Pokok dari ajaran Krishnamurti terkandung dalam pernyataan yang diutarakannya pada tahun 1929, ketika mengatakan: ‘Truth is a pathless land’ –Kesujatian adalah suatu wilayah tanpa-jalur. Manusia tak bisa datang kepadanya melalui jalur organisasi apapun, melalui krida apapun, melalui dogma apapun, melalui pendeta atau ritual manapun, tidak juga melalui pengetahuan filosofis atau teknik psikologikal. Ia mesti ditemui melalui cermin hubungan, melalui pengertian terhadap kandungan-kandungan batinnya sendiri, melalui observasi dan bukan melalui analisa intelektual atau pembedahan introseptif.
Manusia telah membangun citra-citra sebagai pagar keamanan bagi dirinya sendiri —yang bersifat religius, politis, ataupun pribadi. Inilah yang kemudian termanifestasikan sebagai simbol-simbol, gagasan-gagasan, kepercayaan- kepercayaan.
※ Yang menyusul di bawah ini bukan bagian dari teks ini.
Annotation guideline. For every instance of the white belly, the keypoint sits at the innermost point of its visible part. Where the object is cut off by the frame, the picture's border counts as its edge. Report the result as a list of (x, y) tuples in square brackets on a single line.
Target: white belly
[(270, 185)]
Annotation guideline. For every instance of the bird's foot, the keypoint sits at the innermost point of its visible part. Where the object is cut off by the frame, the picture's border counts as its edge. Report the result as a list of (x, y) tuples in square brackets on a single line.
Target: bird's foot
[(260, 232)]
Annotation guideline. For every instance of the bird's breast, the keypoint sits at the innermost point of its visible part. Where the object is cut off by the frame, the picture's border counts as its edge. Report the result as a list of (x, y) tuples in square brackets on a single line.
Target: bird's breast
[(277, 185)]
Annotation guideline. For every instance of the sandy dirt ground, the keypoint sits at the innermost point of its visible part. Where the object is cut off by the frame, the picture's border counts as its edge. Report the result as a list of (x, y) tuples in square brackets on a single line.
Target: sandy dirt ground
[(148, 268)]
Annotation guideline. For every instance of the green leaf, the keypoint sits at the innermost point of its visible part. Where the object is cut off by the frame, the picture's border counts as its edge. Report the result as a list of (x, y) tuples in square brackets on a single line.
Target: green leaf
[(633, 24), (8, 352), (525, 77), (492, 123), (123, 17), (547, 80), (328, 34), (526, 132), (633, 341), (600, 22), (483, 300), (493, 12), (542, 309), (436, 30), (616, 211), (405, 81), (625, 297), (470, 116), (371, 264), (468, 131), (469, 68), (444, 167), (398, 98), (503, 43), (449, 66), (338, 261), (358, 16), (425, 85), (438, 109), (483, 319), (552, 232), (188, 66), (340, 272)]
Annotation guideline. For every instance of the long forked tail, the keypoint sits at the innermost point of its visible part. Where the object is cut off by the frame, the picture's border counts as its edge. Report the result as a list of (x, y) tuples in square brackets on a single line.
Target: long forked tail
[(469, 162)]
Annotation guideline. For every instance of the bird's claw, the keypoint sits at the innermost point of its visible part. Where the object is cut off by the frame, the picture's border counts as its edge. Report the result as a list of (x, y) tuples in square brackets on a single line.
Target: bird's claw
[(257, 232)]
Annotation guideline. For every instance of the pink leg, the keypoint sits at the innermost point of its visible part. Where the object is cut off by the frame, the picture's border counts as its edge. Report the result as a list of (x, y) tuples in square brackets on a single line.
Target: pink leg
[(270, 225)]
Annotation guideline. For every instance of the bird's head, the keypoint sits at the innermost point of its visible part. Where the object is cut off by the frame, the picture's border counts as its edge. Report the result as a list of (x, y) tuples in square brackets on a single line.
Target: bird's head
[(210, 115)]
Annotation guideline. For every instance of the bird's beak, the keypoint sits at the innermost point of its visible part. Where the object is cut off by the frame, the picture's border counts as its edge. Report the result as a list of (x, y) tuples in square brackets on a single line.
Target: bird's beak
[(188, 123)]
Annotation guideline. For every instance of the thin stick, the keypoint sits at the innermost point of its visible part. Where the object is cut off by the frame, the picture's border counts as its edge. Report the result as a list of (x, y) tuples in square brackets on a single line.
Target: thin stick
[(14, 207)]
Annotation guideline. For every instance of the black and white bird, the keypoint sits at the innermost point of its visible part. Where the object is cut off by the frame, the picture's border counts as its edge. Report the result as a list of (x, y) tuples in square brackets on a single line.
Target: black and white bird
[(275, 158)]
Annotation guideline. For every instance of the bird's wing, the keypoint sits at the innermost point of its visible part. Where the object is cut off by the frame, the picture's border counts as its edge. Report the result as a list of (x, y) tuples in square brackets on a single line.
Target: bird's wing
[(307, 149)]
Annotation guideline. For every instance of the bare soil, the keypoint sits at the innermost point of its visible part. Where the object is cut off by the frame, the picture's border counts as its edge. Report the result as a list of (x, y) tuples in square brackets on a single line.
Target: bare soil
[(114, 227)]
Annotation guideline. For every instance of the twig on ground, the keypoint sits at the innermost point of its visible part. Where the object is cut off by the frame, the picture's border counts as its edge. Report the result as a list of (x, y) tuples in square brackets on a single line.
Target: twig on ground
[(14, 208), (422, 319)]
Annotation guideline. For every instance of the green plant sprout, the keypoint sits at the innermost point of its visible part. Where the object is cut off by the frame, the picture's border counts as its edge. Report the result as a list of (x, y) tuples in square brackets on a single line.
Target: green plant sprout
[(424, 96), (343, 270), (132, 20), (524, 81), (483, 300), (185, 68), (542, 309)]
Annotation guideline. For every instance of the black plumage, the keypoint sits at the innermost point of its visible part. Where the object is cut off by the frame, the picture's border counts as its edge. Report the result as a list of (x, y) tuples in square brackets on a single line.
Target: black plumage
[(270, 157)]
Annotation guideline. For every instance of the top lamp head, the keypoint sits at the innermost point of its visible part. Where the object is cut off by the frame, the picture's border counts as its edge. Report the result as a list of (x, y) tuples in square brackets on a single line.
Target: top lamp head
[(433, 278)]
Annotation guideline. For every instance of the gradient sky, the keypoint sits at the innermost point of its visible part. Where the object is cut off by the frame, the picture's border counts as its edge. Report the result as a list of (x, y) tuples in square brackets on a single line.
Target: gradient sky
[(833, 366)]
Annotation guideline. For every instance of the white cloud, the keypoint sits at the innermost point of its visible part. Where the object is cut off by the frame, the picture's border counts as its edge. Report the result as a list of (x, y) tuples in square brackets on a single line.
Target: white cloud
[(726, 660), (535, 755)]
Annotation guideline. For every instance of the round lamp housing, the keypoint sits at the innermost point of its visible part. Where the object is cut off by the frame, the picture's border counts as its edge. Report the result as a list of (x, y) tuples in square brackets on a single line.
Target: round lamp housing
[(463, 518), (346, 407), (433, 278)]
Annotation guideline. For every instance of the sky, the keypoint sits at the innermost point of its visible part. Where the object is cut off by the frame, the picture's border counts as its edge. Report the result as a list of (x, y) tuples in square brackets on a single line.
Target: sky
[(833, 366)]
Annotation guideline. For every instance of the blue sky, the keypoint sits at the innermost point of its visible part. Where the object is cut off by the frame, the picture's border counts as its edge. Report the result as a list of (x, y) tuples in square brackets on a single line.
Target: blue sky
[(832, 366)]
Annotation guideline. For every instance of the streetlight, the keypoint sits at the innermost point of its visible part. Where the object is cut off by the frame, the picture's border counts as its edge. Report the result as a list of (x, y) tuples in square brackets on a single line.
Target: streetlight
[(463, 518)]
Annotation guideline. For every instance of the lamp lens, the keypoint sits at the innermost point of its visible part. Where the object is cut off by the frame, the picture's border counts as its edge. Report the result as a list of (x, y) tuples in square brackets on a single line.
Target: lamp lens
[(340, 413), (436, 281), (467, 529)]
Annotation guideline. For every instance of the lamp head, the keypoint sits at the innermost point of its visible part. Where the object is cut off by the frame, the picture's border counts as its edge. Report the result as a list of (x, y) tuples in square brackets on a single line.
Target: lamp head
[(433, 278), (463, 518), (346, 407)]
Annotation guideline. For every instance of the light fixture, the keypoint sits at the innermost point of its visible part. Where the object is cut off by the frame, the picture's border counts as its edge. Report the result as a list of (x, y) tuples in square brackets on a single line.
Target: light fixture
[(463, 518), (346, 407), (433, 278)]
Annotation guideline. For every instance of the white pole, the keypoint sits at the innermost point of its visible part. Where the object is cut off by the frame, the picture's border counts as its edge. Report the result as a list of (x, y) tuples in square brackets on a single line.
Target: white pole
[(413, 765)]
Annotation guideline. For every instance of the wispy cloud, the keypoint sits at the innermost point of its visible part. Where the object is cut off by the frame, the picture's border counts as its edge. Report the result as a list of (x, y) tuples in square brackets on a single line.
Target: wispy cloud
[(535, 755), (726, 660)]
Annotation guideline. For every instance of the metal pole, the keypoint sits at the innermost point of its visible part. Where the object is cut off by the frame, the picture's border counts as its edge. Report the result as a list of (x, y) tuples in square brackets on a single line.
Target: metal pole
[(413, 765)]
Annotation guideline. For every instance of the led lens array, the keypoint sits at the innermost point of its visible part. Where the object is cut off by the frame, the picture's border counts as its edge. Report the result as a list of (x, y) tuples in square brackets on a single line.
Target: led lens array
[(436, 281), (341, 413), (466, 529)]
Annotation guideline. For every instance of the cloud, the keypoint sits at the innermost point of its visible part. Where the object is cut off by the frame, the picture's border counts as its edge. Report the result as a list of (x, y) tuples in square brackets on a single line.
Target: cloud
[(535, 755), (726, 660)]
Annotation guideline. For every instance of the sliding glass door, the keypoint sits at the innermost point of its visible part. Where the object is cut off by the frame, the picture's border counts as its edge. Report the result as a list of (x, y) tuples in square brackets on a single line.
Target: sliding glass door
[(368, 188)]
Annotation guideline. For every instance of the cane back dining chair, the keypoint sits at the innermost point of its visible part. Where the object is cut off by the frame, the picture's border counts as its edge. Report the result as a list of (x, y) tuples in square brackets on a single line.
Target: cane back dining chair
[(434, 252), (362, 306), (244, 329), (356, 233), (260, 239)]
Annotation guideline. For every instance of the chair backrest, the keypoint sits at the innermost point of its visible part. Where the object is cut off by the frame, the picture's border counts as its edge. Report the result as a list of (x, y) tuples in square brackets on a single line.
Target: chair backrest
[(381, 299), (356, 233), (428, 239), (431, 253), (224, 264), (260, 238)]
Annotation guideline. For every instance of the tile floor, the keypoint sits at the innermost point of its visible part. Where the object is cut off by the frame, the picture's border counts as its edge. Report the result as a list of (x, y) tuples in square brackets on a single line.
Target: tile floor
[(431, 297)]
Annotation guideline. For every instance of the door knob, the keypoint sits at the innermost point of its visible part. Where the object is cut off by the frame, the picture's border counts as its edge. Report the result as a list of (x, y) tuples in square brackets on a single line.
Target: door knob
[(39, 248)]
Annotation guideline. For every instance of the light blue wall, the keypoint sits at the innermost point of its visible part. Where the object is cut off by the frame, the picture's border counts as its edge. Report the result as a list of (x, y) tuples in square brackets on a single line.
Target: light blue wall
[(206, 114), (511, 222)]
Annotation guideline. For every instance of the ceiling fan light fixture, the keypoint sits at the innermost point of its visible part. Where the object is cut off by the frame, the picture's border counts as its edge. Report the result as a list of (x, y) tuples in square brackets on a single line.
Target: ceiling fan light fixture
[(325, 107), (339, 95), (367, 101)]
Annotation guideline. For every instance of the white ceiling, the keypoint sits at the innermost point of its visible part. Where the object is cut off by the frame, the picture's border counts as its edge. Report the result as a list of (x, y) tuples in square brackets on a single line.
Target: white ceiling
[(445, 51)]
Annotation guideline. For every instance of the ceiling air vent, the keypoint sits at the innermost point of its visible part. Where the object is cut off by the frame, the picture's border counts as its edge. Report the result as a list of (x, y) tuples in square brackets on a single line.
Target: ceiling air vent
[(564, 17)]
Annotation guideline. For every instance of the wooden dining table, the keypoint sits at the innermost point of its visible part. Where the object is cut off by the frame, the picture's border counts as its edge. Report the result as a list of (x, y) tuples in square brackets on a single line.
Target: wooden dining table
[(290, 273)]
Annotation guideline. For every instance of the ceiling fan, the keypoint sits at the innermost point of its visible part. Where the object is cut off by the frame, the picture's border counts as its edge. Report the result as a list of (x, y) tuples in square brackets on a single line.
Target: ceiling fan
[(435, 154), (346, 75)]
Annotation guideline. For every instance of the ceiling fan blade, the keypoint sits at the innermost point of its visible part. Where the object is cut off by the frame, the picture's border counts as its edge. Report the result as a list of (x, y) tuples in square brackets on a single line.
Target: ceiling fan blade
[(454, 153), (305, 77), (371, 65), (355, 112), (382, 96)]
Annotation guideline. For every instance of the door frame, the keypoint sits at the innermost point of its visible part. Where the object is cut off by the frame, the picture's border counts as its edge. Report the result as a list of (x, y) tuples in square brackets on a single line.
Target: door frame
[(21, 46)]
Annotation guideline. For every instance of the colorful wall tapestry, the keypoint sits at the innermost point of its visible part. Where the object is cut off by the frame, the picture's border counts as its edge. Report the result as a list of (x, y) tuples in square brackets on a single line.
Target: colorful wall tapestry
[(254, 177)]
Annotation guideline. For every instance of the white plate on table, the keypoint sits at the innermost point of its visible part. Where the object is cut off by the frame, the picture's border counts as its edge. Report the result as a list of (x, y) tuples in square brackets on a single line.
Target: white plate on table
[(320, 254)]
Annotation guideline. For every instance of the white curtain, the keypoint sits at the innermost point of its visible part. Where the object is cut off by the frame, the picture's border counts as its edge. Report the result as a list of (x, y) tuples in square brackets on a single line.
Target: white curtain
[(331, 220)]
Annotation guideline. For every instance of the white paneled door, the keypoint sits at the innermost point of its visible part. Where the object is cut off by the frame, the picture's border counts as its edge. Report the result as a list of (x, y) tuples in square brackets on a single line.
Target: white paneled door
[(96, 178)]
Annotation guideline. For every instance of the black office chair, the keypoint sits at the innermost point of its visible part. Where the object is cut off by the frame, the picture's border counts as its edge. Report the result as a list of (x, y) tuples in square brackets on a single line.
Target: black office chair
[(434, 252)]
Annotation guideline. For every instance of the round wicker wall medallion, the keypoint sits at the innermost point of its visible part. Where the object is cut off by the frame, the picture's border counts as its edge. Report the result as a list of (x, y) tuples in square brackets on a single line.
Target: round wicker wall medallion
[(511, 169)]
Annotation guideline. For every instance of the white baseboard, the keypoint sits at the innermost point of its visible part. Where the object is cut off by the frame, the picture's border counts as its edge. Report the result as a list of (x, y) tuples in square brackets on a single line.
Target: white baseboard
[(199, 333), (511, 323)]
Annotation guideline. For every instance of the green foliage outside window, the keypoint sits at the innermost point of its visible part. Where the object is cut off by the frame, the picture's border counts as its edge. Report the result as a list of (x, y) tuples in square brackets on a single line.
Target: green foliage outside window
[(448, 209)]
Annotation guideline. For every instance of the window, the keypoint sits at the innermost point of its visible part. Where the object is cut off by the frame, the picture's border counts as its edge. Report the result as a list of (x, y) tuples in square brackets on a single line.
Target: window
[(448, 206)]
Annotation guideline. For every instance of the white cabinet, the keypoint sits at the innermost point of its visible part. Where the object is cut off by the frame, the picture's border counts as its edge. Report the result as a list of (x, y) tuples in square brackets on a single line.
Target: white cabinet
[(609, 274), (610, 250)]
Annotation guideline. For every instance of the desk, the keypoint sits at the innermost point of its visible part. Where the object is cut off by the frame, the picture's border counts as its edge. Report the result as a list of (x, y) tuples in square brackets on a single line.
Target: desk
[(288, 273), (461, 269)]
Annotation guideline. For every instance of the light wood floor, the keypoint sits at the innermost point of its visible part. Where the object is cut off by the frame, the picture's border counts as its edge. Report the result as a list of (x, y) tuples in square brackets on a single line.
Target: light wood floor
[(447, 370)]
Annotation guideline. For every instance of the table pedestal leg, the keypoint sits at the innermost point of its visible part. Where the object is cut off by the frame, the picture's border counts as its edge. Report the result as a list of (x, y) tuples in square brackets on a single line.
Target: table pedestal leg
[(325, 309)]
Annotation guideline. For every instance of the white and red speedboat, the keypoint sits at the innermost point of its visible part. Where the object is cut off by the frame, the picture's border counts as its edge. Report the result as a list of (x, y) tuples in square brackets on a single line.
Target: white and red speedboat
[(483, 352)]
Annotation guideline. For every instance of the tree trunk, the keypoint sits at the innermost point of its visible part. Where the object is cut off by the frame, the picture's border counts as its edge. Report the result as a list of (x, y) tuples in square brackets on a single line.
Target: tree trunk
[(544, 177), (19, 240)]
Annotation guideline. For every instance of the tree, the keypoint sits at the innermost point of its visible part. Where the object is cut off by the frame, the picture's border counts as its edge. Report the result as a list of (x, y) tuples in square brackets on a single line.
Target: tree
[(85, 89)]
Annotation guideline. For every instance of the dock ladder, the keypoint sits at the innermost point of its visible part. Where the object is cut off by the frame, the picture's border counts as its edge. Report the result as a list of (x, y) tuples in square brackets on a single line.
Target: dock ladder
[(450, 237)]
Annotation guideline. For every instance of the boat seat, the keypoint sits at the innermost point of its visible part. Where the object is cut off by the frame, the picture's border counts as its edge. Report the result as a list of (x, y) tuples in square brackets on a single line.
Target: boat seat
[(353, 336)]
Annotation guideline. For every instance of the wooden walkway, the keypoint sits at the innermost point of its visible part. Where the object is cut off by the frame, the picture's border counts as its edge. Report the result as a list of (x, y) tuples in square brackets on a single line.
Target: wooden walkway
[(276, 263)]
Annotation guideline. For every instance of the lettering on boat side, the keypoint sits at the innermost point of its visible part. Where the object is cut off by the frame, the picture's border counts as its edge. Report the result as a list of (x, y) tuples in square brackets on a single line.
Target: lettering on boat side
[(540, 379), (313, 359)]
Penghalang yang berupa citra-citra ini mendominasi pemikiran manusia, hubungan-hubungan sosialnya, dan kehidupan sehari-harinya. Citra-citra inilah yang menjadi penyebab-penyebab dari permasalahan kita, karena mereka memisahkan antara manusia dengan manusia. Persepsinya terhadap kehidupan telah terbentuk oleh konsep-konsep yang telah mapan dalam pikirannya. Kandungan-kandungan dari kesadarannya merupakan keseluruhan dari keberadaannya. Kandungan-kandungan mana adalah umum bagi semua umat manusia.
Individualitas adalah nama dan bentuk serta budaya superfisial yang dicerapnya dari tradisi dan lingkungannya. Keunikan manusia tidaklah terletak pada yang superfisial, tetapi pada kebebasan penuh dari kandungan kesadarannya, yang umum, bagi seluruh umat manusia. Jadi ia sesungguhnya sosok individual.
“Kebebasan bukanlah suatu reaksi; kebebasan juga bukan sebuah pilihan. Kepura-puraan manusia sajalah beranggapan bahwa karena punya pilihan, maka ia bebas. Kebebasan adalah observasi murni tanpa arah, tanpa ketakutan terhadap hukuman ataupun harapan akan hadiah. Kebebasan tanpa motif; kebebasan tidak pada akhir dari evolusi manusia akan tetapi tergelar pada langkah pertama dari eksistensinya. Dalam melangsungkan observasi, seseorang mulai mengungkap kurangnya
kebebasan. Kebebasan ditemukan di dalam kewaspadaan tanpa pilih-bulu terhadap eksistensi dan aktivitas kita sehari-hari.”
“Pemikiran adalah waktu. Pemikiran terlahir dari pengalaman dan pengetahuan, yang tak terpisahkan dari waktu dan masa lampau. Waktu merupakan musuh psikologis bagi manusia. Tindakan kita berdasarkan pengetahuan dan oleh karenanya juga waktu; jadi, manusia selalu sebagai budak dari masa lalunya. Pemikiran senantiasa terbatas, makanya kita hidup dalam konflik dan perjuangan terus-menerus. (Oleh karena itu pula) tidak terjadi evolusi psikologis.”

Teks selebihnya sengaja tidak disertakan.